Looking ahead, cell culture techniques are improving, and someday we may be able to harvest your blood cells and reprogram them to become corneal endothelial cells.  But until we can either do that or use medications to get your peripheral corneal endothelial cells to reliably heal the central cornea in less than a month, we will continue to recommend DMEK.  Use of eye drops known as ROCK inhibitors may potentially help with regeneration of endothelial cells, not only with stripping alone, but also with corneal transplants.

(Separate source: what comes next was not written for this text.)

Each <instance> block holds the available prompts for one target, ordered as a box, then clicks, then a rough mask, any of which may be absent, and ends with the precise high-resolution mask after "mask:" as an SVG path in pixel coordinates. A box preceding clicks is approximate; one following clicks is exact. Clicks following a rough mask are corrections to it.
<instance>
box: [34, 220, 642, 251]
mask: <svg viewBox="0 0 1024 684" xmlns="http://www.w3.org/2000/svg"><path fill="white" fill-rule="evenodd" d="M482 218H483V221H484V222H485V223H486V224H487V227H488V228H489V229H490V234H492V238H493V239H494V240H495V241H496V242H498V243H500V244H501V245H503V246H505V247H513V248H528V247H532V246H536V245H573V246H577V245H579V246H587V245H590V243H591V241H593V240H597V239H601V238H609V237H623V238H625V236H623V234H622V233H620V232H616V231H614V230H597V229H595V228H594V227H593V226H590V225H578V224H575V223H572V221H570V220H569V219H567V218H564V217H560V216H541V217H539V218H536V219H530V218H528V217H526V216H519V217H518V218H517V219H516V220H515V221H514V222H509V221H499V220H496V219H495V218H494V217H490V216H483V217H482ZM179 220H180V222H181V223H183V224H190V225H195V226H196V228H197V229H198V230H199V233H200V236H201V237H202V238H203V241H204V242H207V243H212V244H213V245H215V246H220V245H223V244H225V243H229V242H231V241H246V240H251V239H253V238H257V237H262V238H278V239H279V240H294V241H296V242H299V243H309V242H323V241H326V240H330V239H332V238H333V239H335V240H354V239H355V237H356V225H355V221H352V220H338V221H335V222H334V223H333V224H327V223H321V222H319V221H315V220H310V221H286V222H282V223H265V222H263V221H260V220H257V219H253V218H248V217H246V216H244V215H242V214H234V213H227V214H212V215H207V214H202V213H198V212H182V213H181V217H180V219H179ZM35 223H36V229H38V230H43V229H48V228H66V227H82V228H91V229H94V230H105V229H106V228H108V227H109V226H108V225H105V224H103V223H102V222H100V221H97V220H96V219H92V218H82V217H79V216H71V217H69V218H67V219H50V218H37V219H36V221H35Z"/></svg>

Use of eye drops known as ROCK inhibitors may potentially help with regeneration of endothelial cells, not only with stripping alone, but also with corneal transplants.7

We certainly live in an exciting time with new developments occurring continually around the world. So stay tuned!

 

References:

  1. Bleyen et al. Spontaneous corneal clearing after Descemet’s stripping. Ophthalmology 2013l120:215.
  2. Arbelaez et al. Long-term follow-up and complications of stripping descemet membrane without placement of graft in eyes with Fuchs endothelial dystrophy. Cornea 2014 33:1295-1299 (our study)
  3. Koenig SB. Planned Descemetorhexis Without Endothelial Keratoplasty in Eyes With Fuchs Corneal Endothelial Dystrophy. Cornea 2015;34:1149-51.
  4. Baydoun et al. Repeat Descemet membrane endothelial keratoplasty after complicated primary Descemet membrane endothelial keratoplasty. Ophthalmology 2015; 122:8-16.
  5. Cirkovic et al. Clinical and ultrastructural characteristics of graft failure in DMEK: 1-year results after repeat DMEK. Cornea 2015; 34:11-7
  6. Price et al. Repeat Descemet Membrane Endothelial Keratoplasty: Secondary Grafts with Early Intervention Are Comparable with Fellow-Eye Primary Grafts. Ophthalmology 2015;122:1639-44.
  7. Moloney et al. Descemetorhexis Without Grafting for Fuchs Endothelial Dystrophy-Supplementation With Topical Ripasudil. Cornea 2017;36:642-648.